N-terminal acetylation enhances SV clustering induced by α-syn.

(a) α-syn is N-terminally acetylated in cells. Upper: Schematic representation of the delivery of 15N-labeled N-terminally unmodified α-synuclein (un-α-syn) into mammalian cells through electroporation. Lower: Comparisons of 2D 1H-15N HSQC spectra of N-acetylated α-syn (Ac-α-syn) (black) with in-buffer un-α-syn (blue) and in-cell un-α-syn (red). Distinct assignments for NMR cross-peaks corresponding to amino acids in Ac-α-syn and un-α-syn are enclosed and labeled. (b) Scheme of experimental design for the functional study of Ac-α-syn on SV clustering. SVs isolated from mouse brain were added to Ac-α-syn (Upper) for measuring size distribution by DLS (middle), and the sample was further visualized by using negatively stained TEM (lower). (c) The influences of N-acetylation of α-syn and (d) α-syn without the N-terminal 30 aa on SV clustering measured by DLS. The X-axis represents number percent of the single SV and clustered SVs counted by DLS. Error bars are standard deviations from 3 biological replicates. **, p-value < 0.01; ***, p-value < 0.001; analysis by Student’s t test. (e) Representative negatively stained TEM images of the single SV and clustered SVs in SV samples with no α-syn (grey) and Ac-α-syn (red), respectively.

LPC mediates the enhancement of vesicle clustering by N-terminal acetylation of α-syn.

(a) Scheme of single-vesicle clustering assay for the functional study of Ac-α-syn on vesicle clustering. Vesicles were prepared with different amounts of LPC, and labeled with DiD (red) and DiI (green), respectively. A saturated layer DiD-vesicles were immobilized on the imaging surface. Free DiI-vesicles were injected into the system with Ac-α-syn. Green laser illumination imaged the DiI-vesicles that clustered with DiD-vesicles. The enhancement of LPC (b) and DOPS (c) on single vesicle clustering probability by Ac-α-syn and un-α-syn, respectively. Error bars are standard deviations from 6 random imaging locations in the same sample channel. *** indicates p-value < 0.001, analysis by Student’s t test.

N-terminal acetylation increases the α-syn–LPC interaction.

Comparisons of residue-resolved NMR signal intensity ratios (I/I0) of un-α-syn (upper) and Ac-α-syn (lower) during titration with LPC micelles (a), LPC-containing liposomes (DOPC:LPC = 4:1, mol:mol) (b), and DOPS liposomes (c) at indicated protein/lipid molar ratios. Dash lines highlights the residue positions of 30 and 95. (d) SVs isolated from mouse brains were employed for NMR titration with 15N-Ac-α-syn, approximating the physiological ratio (α-syn:SV = 4000:300, mol:mol). Residue-resolved NMR signal intensity ratios (I/I0) of Ac-α-syn titrated by SVs to that in solution.
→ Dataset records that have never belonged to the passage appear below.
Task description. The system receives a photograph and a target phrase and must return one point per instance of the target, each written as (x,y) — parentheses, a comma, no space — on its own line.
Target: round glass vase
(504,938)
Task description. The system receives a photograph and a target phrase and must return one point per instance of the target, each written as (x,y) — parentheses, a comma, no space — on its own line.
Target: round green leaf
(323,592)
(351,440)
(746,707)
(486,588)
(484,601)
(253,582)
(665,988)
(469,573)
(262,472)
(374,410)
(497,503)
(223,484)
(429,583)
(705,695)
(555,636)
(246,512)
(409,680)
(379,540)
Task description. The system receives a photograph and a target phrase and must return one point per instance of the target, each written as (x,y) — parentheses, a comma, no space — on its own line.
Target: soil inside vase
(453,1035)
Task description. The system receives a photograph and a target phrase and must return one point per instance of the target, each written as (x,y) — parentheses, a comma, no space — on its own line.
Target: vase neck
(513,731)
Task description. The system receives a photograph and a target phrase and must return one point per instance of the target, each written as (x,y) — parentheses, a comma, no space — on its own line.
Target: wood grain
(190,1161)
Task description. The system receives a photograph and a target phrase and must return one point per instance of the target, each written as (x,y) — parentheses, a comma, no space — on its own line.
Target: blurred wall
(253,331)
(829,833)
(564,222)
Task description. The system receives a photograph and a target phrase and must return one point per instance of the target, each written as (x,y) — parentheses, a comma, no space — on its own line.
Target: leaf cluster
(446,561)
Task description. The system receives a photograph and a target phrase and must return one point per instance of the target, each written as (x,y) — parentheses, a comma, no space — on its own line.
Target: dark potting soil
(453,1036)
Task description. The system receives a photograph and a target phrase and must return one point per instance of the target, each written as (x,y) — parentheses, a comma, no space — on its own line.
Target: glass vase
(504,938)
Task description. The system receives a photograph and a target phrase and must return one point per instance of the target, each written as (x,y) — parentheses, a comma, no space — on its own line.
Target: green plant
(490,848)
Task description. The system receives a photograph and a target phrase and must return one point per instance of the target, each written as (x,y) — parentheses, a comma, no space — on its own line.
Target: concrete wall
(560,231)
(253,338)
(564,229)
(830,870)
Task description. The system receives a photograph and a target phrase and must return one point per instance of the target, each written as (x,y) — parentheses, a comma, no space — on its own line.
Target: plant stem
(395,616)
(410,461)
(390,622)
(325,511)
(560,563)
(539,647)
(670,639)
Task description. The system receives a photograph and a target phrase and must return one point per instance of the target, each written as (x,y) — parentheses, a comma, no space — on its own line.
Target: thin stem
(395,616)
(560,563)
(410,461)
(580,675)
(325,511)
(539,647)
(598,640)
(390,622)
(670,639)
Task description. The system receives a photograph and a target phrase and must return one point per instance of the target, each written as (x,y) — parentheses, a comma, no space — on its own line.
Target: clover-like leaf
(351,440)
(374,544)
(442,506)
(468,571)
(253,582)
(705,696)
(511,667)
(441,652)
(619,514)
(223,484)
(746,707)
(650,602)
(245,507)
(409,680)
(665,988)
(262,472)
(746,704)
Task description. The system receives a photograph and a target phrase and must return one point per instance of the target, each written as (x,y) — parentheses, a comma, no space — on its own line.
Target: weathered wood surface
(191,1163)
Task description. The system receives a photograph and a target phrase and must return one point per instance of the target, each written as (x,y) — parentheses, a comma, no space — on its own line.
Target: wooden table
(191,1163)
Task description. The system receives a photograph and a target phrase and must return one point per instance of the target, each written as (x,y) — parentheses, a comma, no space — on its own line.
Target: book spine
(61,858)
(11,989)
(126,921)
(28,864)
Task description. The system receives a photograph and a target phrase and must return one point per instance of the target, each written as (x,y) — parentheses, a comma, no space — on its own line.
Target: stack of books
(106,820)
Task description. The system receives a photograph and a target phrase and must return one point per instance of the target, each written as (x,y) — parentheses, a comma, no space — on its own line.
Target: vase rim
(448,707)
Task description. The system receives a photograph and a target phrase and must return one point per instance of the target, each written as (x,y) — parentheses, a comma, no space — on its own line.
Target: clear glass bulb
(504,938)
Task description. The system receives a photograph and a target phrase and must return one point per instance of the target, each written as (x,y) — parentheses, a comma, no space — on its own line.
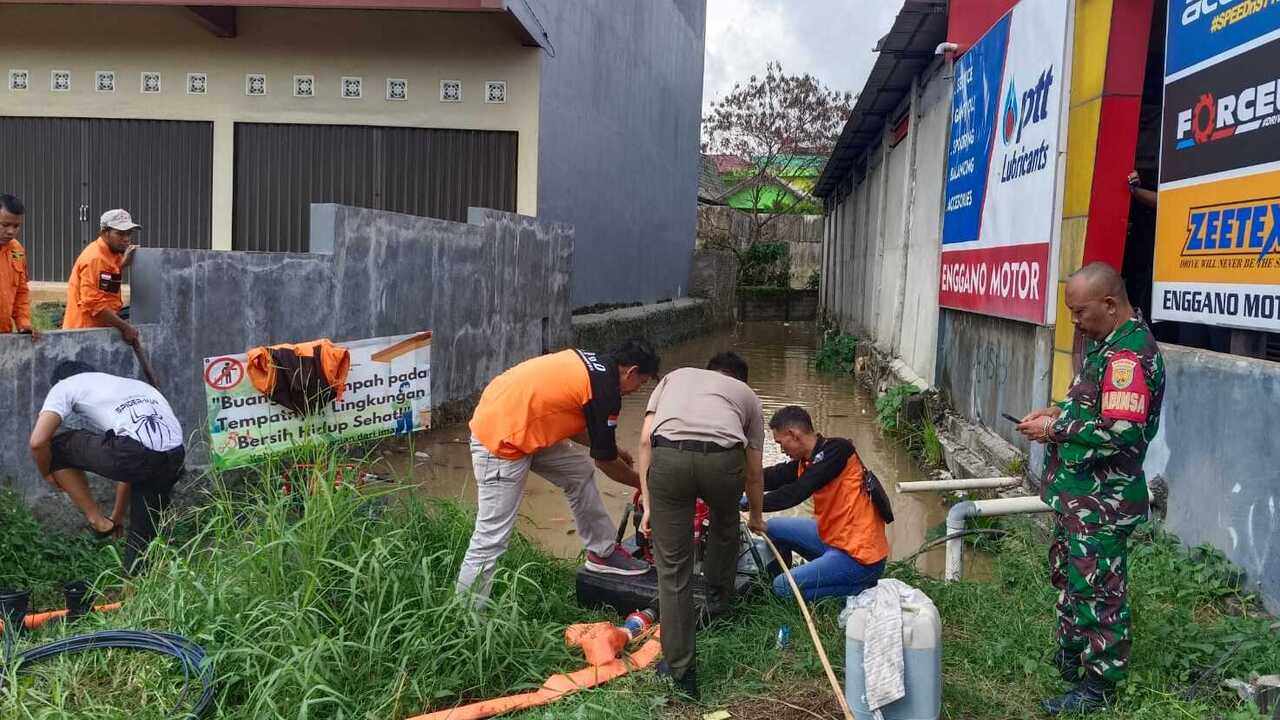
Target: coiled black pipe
(188,654)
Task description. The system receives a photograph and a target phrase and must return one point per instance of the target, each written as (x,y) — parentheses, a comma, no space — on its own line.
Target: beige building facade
(286,65)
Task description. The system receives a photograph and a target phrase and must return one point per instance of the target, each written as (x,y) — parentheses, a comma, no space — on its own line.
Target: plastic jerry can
(922,662)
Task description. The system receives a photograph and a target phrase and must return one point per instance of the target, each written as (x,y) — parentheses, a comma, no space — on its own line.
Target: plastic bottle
(639,621)
(784,637)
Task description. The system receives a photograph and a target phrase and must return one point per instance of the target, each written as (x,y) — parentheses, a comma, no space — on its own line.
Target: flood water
(780,356)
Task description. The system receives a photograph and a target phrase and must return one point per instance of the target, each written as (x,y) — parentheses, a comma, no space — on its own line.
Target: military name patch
(1124,390)
(1121,372)
(1124,401)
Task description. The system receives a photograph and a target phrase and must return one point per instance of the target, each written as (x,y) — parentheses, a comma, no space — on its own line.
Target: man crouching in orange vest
(525,422)
(845,545)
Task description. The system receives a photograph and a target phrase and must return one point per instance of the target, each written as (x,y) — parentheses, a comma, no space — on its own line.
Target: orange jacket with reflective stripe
(94,286)
(14,296)
(846,516)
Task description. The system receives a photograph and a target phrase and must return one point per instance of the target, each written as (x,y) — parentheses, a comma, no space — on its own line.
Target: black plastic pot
(13,607)
(80,598)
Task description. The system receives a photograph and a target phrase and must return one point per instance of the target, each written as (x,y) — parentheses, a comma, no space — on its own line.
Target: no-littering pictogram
(224,373)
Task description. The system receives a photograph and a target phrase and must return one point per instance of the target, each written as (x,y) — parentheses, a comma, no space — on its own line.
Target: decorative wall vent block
(397,89)
(496,91)
(352,87)
(451,91)
(304,86)
(255,83)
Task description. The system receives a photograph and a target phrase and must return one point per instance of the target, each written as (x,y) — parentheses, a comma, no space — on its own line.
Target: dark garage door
(69,171)
(280,169)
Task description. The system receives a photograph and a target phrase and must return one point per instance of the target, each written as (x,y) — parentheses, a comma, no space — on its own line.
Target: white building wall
(423,48)
(892,235)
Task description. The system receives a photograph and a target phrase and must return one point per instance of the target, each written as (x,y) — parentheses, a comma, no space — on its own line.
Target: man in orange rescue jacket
(14,295)
(525,422)
(94,288)
(845,545)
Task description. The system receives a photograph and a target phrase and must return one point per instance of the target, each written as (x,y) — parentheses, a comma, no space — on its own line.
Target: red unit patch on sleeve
(1124,390)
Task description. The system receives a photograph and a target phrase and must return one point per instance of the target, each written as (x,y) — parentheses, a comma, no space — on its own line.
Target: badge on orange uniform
(1124,388)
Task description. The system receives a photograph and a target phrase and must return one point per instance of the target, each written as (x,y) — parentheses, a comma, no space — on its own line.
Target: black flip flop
(103,534)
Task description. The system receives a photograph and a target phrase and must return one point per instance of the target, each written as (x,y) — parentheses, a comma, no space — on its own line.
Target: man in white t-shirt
(133,438)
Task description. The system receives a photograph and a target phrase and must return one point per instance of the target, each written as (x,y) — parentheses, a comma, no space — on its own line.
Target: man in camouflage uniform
(1096,443)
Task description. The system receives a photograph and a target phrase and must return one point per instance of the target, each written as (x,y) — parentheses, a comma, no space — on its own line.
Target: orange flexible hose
(593,638)
(37,619)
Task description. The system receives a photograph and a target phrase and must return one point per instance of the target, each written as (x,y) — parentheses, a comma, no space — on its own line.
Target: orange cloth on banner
(306,359)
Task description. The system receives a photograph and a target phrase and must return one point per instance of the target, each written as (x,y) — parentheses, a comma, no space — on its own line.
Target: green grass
(836,354)
(997,634)
(342,606)
(48,315)
(36,560)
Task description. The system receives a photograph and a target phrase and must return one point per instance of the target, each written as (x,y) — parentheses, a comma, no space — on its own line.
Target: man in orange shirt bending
(525,422)
(94,290)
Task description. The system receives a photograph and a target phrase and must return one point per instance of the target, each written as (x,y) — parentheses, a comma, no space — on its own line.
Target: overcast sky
(830,39)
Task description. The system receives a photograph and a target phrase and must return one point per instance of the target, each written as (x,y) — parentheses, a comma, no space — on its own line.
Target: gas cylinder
(922,661)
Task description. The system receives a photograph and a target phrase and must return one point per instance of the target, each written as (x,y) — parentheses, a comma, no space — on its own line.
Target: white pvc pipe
(972,483)
(961,511)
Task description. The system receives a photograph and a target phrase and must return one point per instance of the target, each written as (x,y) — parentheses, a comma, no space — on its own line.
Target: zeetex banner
(1217,228)
(1002,186)
(388,391)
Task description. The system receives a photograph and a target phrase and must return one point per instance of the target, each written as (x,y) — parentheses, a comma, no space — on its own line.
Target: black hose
(188,654)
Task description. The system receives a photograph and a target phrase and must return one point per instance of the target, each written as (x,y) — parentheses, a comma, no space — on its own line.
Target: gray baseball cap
(118,220)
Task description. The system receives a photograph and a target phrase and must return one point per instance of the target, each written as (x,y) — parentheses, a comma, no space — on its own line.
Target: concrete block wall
(881,241)
(494,291)
(1215,454)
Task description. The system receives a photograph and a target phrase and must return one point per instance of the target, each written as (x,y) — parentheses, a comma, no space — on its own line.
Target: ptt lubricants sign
(1217,237)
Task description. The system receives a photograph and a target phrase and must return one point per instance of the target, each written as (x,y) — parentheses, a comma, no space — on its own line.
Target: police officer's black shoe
(1088,696)
(1068,665)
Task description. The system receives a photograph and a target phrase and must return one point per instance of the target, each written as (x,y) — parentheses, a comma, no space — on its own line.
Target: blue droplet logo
(1010,114)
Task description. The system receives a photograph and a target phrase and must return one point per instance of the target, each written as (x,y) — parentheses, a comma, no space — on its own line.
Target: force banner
(1217,227)
(388,392)
(1001,186)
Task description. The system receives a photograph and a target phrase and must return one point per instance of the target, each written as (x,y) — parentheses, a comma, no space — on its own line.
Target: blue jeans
(405,423)
(830,572)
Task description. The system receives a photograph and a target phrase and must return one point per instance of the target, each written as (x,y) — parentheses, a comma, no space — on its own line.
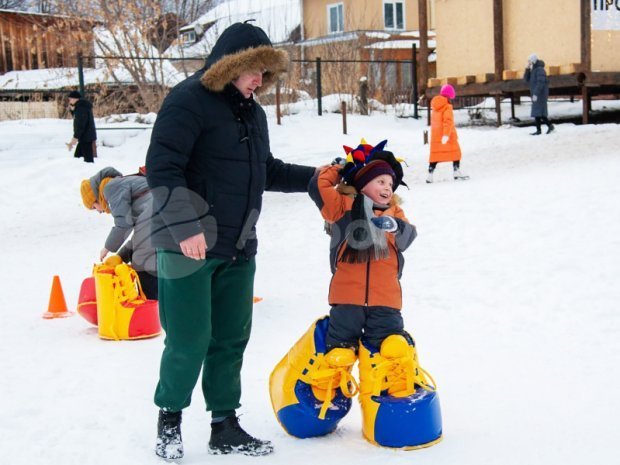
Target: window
(394,15)
(188,37)
(335,18)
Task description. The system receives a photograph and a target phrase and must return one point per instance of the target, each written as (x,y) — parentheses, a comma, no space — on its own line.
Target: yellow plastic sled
(123,312)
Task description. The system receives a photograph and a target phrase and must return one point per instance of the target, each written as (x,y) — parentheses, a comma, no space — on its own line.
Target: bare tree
(13,4)
(129,35)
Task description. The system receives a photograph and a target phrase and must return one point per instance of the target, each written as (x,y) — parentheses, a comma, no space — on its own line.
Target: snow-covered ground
(511,291)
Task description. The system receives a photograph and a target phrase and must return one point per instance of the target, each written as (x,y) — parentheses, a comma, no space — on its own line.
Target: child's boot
(228,437)
(169,442)
(310,389)
(400,407)
(459,175)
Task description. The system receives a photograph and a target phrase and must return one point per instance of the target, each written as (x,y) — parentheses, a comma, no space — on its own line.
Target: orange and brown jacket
(442,124)
(376,282)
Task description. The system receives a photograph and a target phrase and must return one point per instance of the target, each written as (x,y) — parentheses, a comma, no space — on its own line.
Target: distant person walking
(84,132)
(536,76)
(444,139)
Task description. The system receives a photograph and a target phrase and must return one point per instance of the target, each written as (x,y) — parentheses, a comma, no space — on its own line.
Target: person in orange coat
(369,232)
(444,140)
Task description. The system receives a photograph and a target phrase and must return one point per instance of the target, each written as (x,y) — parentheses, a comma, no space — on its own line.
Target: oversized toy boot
(400,407)
(310,390)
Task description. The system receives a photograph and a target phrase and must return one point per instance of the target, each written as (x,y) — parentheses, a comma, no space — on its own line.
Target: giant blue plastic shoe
(311,391)
(400,406)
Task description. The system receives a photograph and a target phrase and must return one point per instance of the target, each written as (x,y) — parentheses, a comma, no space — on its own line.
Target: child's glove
(385,223)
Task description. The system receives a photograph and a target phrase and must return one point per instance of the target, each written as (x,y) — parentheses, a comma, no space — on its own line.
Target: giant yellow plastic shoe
(400,406)
(311,391)
(123,312)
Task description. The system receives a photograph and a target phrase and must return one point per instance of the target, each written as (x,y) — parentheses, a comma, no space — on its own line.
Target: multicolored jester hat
(365,153)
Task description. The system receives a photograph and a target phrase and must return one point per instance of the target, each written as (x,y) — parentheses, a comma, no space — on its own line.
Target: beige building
(551,29)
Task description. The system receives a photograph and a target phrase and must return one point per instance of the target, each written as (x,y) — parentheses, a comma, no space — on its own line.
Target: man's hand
(385,223)
(195,247)
(318,169)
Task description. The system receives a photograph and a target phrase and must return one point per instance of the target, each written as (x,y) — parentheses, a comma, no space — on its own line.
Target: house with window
(379,32)
(483,46)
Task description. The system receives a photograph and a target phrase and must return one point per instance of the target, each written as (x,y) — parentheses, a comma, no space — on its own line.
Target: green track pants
(205,309)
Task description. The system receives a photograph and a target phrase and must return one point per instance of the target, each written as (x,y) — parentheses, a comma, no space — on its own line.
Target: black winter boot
(227,437)
(169,443)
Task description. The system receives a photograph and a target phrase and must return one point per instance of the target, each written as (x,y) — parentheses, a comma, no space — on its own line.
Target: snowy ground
(511,291)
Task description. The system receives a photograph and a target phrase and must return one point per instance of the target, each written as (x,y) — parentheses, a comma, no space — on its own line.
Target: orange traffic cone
(57,307)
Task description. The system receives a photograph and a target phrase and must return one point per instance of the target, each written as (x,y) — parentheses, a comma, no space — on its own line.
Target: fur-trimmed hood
(243,47)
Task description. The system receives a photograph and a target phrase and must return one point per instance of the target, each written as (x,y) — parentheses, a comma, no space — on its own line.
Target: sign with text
(605,15)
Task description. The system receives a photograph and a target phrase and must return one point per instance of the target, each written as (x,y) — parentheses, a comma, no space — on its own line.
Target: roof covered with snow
(278,18)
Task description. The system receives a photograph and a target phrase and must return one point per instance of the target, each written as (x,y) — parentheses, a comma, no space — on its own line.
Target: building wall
(358,15)
(552,30)
(605,50)
(40,41)
(464,31)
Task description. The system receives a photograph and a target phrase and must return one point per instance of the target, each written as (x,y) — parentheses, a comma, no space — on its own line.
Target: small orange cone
(57,307)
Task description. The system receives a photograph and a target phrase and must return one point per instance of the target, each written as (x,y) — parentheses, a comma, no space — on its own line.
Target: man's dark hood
(243,47)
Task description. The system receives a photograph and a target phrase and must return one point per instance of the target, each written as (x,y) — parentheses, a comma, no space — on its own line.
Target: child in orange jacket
(369,232)
(444,140)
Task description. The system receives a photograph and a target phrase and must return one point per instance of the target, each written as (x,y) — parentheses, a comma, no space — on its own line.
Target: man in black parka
(208,164)
(536,76)
(84,132)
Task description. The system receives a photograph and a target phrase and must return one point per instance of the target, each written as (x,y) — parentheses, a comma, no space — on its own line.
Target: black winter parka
(208,164)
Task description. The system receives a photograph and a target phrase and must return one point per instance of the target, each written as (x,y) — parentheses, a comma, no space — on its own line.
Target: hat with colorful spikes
(363,155)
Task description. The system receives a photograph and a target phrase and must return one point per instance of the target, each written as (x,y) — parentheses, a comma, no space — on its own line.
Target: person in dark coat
(208,164)
(539,88)
(128,199)
(84,132)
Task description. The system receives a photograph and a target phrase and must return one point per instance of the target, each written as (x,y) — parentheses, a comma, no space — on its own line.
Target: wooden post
(319,91)
(586,33)
(498,38)
(428,112)
(363,94)
(13,43)
(414,80)
(498,109)
(278,113)
(423,27)
(4,68)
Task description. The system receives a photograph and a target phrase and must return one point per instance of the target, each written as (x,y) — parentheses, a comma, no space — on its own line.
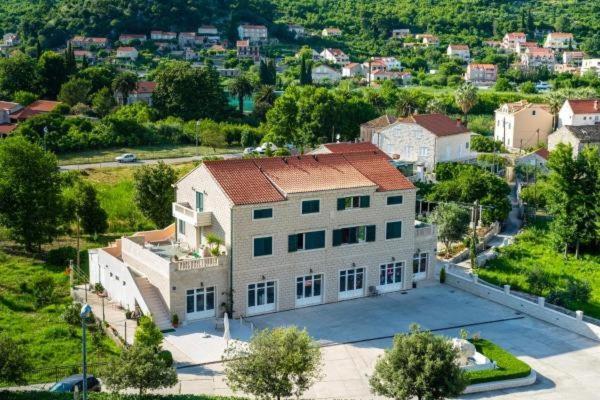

The molar ratios of SV to Ac-α-syn are indicated. LPC titration in the Ac-α-syn/LPC ratio of 1:10 (blue curve) is overlaid on the SV titration. (e) 2D 1H-15N HSQC spectra of NMR for un-α-syn with LPC micelles and Ac-α-syn with LPC micelles, LPC-containing liposomes, and mouse SVs. The NMR cross-peak of the first 10 residues are highlighted and magnified, as depicted on the right side of each spectrum set (Note: the first and second residues of un-α-syn cannot be assigned).

Ac-α-syn binding on LPC shows high intermolecular interactions.

(a) The cross-linking patterns of Ac-α-syn in the presence of LPC and DOPS mapped by MS at the protein/lipid molar ratio of 1:50. Lines present the inter-molecular cross-linked residues between two individual 15N-labeled and unlabeled Ac-α-syn. The grayscale of the lines corresponds to the frequency of the cross-linked pairs identified in three individual experiments. Source data are provided in Tables S1-S6. (b) Ac-α-syn binds strongly to LPC through the N-terminal region (red arrow), and leaves more unbound NAC and C-terminus for intermolecular interaction (green arrow). In contrast, N-ternimal acetalytion reduces α-syn’s binding to DOPS, and due to the negtively charged headgroup of PS, Ac-α-syn binding on DOPS extends to NAC region, which limits intermolecular interactions.